Vinieron los trámites y el cuarto vacío. Abrí cajas con sus cosas. Toqué cables, hojeé libretas. Por semanas casi no comí. El domingo dejé su taza en su lugar y me quedé viéndola.

Al mes, una empleada de una tienda de ropa del centro me buscó. Dijo que fue testigo. Contó que Samuel se emparejó con una muchacha en la acera, le preguntó una dirección y siguió con otra pregunta, como para mantener la plática. La muchacha se reía nerviosa. La testigo dijo que él extendió la mano y tocó con los dedos el vientre de la muchacha, un instante, como quien verifica si el agua ya hierve. Luego se apartó un paso y se causó un daño irreversible. A la muchacha la resguardaron. No he podido hablar con ella. La testigo escuchó un nombre cuando otros la llamaron: Marta Gastélum.

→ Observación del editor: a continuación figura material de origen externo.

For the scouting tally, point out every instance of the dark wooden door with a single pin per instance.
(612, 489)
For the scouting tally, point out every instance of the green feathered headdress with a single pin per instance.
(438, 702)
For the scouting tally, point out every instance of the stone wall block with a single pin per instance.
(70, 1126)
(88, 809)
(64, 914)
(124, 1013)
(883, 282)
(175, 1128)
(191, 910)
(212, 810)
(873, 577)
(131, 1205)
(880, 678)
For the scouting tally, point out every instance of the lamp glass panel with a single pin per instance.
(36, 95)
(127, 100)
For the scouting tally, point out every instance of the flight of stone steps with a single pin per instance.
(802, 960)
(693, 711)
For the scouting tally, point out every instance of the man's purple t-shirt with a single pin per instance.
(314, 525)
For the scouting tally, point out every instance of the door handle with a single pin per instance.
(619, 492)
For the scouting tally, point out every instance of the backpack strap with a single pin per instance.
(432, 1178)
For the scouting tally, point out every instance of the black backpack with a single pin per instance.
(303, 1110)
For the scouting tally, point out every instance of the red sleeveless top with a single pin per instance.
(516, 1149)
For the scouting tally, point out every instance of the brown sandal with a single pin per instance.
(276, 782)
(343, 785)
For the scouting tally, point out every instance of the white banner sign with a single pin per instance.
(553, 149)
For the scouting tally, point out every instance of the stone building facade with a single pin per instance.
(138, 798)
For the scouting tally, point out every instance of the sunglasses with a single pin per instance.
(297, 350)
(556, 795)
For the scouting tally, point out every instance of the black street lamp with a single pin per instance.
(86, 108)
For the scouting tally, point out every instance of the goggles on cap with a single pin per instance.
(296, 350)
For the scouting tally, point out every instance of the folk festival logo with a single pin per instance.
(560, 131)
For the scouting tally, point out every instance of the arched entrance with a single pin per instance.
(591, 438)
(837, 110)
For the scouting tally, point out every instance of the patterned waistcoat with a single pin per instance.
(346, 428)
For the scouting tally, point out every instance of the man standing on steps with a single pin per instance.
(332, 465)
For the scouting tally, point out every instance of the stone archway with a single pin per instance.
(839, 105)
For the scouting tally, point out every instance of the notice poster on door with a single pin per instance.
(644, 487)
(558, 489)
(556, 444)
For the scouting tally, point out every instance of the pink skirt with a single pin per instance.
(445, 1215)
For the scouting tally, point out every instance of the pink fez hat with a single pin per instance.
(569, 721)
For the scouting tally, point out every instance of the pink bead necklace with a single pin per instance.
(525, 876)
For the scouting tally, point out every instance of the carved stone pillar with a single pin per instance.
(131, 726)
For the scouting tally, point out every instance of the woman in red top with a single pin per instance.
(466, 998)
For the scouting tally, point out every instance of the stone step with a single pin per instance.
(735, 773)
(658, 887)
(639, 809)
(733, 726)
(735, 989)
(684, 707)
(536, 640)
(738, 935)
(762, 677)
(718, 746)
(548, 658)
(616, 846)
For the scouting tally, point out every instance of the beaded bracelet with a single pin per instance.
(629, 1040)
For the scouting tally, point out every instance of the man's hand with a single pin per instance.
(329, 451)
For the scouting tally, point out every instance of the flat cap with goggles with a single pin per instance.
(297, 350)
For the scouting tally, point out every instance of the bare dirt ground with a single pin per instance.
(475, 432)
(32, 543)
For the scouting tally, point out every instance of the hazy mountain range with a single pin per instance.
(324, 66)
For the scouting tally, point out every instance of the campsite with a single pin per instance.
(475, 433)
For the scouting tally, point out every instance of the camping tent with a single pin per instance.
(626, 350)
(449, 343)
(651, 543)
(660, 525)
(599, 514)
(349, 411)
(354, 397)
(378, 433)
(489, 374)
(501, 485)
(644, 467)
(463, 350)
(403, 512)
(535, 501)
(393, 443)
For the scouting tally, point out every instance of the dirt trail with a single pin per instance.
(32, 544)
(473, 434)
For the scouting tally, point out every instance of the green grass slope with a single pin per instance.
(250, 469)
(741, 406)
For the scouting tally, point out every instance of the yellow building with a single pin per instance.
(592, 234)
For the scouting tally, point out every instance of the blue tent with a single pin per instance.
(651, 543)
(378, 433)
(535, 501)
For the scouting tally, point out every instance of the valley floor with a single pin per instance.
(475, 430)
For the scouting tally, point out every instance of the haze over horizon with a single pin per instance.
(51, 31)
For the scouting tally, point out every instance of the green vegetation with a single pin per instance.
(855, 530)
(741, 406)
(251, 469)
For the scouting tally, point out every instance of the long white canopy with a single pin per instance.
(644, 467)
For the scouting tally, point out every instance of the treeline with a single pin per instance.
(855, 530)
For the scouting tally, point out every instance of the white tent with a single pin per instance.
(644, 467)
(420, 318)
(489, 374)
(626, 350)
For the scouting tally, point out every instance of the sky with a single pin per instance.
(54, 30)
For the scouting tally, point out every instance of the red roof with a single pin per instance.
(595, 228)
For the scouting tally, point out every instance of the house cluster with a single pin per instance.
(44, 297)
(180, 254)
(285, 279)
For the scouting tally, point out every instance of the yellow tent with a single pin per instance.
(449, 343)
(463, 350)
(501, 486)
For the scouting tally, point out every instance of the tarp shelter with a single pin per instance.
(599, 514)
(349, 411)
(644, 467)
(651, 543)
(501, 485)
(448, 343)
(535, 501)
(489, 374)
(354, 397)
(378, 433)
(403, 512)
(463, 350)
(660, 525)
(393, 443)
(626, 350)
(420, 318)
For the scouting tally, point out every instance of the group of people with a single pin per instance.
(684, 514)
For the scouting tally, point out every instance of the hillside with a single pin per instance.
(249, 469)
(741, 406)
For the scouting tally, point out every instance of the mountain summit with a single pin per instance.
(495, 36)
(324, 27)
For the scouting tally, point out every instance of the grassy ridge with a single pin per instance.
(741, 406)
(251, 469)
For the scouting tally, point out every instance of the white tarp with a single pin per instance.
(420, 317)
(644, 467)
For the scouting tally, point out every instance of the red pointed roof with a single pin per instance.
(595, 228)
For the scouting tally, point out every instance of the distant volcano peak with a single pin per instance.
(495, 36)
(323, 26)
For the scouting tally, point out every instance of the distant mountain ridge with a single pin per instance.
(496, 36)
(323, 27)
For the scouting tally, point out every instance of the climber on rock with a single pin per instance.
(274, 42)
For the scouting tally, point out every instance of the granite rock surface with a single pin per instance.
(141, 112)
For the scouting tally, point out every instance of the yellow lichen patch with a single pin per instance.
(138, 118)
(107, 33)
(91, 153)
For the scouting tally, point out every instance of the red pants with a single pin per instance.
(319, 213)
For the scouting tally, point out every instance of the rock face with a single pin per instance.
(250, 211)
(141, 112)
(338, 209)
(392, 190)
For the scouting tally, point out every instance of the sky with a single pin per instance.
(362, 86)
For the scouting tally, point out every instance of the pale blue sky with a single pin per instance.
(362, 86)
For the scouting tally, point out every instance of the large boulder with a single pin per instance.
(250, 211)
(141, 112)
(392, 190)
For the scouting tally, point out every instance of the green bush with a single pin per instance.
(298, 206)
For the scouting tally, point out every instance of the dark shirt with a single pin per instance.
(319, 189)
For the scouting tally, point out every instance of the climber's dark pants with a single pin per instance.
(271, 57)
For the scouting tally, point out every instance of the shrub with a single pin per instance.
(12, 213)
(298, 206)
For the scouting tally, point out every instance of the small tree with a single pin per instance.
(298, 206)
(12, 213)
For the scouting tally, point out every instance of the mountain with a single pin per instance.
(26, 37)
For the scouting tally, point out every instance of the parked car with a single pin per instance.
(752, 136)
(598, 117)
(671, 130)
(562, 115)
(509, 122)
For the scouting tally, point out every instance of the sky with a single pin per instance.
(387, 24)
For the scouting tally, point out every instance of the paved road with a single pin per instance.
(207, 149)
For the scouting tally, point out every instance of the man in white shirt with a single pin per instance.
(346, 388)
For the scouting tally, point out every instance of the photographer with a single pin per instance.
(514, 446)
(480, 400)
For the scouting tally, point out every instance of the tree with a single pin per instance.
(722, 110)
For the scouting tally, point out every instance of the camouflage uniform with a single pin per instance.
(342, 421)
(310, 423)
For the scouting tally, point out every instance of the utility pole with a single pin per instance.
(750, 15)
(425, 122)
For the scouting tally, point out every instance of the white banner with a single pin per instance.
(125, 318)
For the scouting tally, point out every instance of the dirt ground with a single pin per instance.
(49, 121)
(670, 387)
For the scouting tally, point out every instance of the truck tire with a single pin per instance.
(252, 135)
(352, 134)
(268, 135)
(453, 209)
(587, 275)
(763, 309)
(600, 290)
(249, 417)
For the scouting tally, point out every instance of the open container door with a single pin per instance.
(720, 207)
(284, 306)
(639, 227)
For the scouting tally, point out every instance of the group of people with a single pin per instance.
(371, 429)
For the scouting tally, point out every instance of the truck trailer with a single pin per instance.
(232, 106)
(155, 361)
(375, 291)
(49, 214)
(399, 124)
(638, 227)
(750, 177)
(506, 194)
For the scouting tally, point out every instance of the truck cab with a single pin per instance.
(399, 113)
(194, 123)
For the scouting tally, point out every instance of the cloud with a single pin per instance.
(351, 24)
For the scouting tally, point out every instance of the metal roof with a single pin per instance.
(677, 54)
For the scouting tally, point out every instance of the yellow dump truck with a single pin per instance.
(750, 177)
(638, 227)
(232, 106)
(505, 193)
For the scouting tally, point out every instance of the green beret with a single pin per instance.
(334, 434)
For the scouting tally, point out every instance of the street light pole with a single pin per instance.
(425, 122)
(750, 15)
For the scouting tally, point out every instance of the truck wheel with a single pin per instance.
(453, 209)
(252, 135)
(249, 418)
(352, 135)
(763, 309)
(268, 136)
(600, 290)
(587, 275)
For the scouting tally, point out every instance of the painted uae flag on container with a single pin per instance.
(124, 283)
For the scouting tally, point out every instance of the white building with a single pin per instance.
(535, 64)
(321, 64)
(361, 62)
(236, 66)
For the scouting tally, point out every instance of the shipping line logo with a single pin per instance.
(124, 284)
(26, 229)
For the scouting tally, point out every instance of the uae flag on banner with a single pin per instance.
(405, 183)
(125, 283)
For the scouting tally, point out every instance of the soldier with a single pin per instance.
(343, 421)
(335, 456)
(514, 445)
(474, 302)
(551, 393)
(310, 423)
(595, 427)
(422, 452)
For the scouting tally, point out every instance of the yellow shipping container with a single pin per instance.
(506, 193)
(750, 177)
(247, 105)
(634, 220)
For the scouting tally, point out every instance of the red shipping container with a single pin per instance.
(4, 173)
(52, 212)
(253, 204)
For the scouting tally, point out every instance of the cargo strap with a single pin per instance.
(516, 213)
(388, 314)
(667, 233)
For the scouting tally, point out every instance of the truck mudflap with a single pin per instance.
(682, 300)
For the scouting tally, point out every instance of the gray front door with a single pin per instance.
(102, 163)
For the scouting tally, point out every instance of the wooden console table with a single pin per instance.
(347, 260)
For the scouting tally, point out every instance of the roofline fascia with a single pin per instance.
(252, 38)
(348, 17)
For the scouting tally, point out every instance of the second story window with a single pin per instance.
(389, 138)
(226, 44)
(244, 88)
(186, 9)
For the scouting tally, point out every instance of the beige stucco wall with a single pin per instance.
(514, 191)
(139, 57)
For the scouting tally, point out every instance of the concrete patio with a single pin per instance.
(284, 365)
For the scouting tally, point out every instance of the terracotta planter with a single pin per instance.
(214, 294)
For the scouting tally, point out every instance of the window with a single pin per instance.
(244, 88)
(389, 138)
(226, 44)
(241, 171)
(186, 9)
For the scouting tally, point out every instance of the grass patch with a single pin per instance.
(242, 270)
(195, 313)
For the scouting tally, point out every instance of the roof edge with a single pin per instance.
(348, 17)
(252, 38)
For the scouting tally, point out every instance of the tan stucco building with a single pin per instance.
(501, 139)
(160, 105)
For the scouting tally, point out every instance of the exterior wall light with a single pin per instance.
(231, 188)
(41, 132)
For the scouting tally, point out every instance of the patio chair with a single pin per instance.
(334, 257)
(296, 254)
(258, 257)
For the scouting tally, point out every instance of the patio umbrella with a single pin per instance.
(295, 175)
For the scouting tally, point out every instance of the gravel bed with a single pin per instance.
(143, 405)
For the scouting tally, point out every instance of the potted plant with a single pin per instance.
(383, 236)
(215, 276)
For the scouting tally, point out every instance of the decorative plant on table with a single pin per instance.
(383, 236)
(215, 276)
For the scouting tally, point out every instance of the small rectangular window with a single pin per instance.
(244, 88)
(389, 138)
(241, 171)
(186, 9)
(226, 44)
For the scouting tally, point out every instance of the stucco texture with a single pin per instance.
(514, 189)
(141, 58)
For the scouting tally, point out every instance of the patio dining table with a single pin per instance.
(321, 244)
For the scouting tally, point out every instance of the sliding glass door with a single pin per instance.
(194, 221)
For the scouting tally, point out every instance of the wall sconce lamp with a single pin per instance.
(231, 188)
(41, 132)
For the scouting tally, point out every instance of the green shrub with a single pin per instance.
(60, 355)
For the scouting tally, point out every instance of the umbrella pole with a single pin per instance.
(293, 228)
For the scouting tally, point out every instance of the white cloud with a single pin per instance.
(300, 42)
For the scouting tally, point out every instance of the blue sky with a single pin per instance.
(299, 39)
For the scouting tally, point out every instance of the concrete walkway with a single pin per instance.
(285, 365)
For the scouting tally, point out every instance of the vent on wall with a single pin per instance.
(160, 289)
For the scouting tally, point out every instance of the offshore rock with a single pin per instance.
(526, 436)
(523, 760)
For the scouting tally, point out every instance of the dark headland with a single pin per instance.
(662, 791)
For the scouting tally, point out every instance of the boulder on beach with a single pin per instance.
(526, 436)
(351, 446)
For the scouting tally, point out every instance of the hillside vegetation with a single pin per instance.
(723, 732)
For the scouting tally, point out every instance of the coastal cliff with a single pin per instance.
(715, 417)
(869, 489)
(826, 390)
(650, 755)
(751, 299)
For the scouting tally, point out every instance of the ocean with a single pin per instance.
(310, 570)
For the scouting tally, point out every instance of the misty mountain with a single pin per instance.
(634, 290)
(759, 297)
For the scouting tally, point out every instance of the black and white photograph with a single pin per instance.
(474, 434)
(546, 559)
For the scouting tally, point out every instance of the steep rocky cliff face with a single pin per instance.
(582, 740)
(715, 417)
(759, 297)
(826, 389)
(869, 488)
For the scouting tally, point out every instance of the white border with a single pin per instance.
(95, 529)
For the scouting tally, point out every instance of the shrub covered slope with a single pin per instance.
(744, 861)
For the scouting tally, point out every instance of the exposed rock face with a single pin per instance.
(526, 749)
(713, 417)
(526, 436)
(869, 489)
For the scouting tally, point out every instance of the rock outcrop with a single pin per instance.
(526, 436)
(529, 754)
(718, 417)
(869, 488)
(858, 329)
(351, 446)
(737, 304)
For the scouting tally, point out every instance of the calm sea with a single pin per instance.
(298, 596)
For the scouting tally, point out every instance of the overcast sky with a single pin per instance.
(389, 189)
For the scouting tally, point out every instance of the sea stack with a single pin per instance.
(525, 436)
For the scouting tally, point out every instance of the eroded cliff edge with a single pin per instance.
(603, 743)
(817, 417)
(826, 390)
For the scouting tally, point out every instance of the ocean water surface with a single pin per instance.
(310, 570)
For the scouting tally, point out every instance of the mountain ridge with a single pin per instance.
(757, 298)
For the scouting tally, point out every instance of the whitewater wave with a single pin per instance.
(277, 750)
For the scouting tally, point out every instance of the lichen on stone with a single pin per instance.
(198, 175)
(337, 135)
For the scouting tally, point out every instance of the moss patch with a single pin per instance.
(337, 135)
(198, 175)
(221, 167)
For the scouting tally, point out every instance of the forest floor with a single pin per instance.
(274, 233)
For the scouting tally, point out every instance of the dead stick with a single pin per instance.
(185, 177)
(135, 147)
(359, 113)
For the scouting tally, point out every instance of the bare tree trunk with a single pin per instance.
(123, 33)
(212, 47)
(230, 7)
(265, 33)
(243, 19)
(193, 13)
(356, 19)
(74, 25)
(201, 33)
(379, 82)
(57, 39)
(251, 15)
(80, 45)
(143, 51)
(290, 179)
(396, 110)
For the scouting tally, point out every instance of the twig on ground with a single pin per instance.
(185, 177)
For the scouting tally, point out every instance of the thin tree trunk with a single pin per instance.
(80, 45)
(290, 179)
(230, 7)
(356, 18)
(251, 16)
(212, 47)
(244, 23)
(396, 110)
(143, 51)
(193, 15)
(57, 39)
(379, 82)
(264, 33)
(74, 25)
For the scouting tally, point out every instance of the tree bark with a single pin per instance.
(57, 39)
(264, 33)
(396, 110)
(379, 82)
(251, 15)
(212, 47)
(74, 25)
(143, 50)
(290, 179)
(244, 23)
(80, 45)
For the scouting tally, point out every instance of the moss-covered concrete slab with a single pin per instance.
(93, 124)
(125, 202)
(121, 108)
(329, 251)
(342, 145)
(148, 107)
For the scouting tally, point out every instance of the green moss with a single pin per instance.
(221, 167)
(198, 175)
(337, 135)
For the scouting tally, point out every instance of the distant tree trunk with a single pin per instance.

Desde entonces, la caja que yo había cerrado por dentro se abrió. Recordé al hombre de la camisa blanca, sus dos dedos en mi vientre y su frase: “No te preocupes más.” Años me negué a unir los puntos. Ahora, aunque no quiera, los veo en línea. No busco explicaciones que no cambian nada. Busco a Marta.

He preguntado en oficinas y en redes del barrio. Nadie da un dato sólido. Dicen que se mudó. Dicen que trabaja en un restaurante. Dicen que usa otro apellido. Yo no quiero versiones sueltas. Quiero saber si Marta está bien. Y saber si, por un giro que no entiendo, quedó embarazada después de ese día. No pido otra cosa. No pido disculpas ni castigos. Solo quiero saber si, de algún modo, mi hijo siguió su camino en otro cuerpo. No necesito nombre para eso. Necesito certeza.

Conservo el reloj que Samuel arregló de niño. Cada mañana lo escucho dos minutos. Me recuerda que el tiempo avanza aunque yo no quiera. Escribí Marta Gastélum en una hoja y la pegué dentro de la alacena. Abro para sacar el café y leo el nombre para que no se me olvide.

Si alguien que lea esto conoce a Marta Gastélum, ayúdeme a contactarla. No busco molestarla ni exponerla. No quiero cámaras ni preguntas. Solo quiero preguntarle si espera un hijo o si ya lo tuvo después de aquel día. Si la respuesta es sí, diré lo único que necesito: cuídalo. Si aprende rápido, acompáñalo. Si ordena objetos como si siguiera una regla, déjalo. Si despierta con miedo, abrázalo y baja la luz poco a poco. Evita el pasillo de la panadería. No lo lleves a hospitales sin necesidad. Si un día se queda viendo el borde del plato como si contara, déjalo contar. Y si un día te dice que no te preocupes más, sostenlo con lo que no lastima: rutina, paciencia, comida caliente, tardes sin prisa.

No sé si esto tendrá respuesta. No sé si Marta leerá. Sé que mi historia empezó con un diagnóstico, siguió con un toque breve en el vientre y cerró con otro igual muchos años después. Ahora camino por otras calles sin esquivar esquinas. Decidí contar para no cargar sola. Si Marta existe aquí o en otra ciudad y alguien le avisa, que sepa que no busco quitarle paz. Solo quiero saber si, en algún lugar, mi hijo volvió a empezar. Y si es así, agradecer por dentro la oportunidad de escucharlo respirar otra vez, aunque sea desde lejos.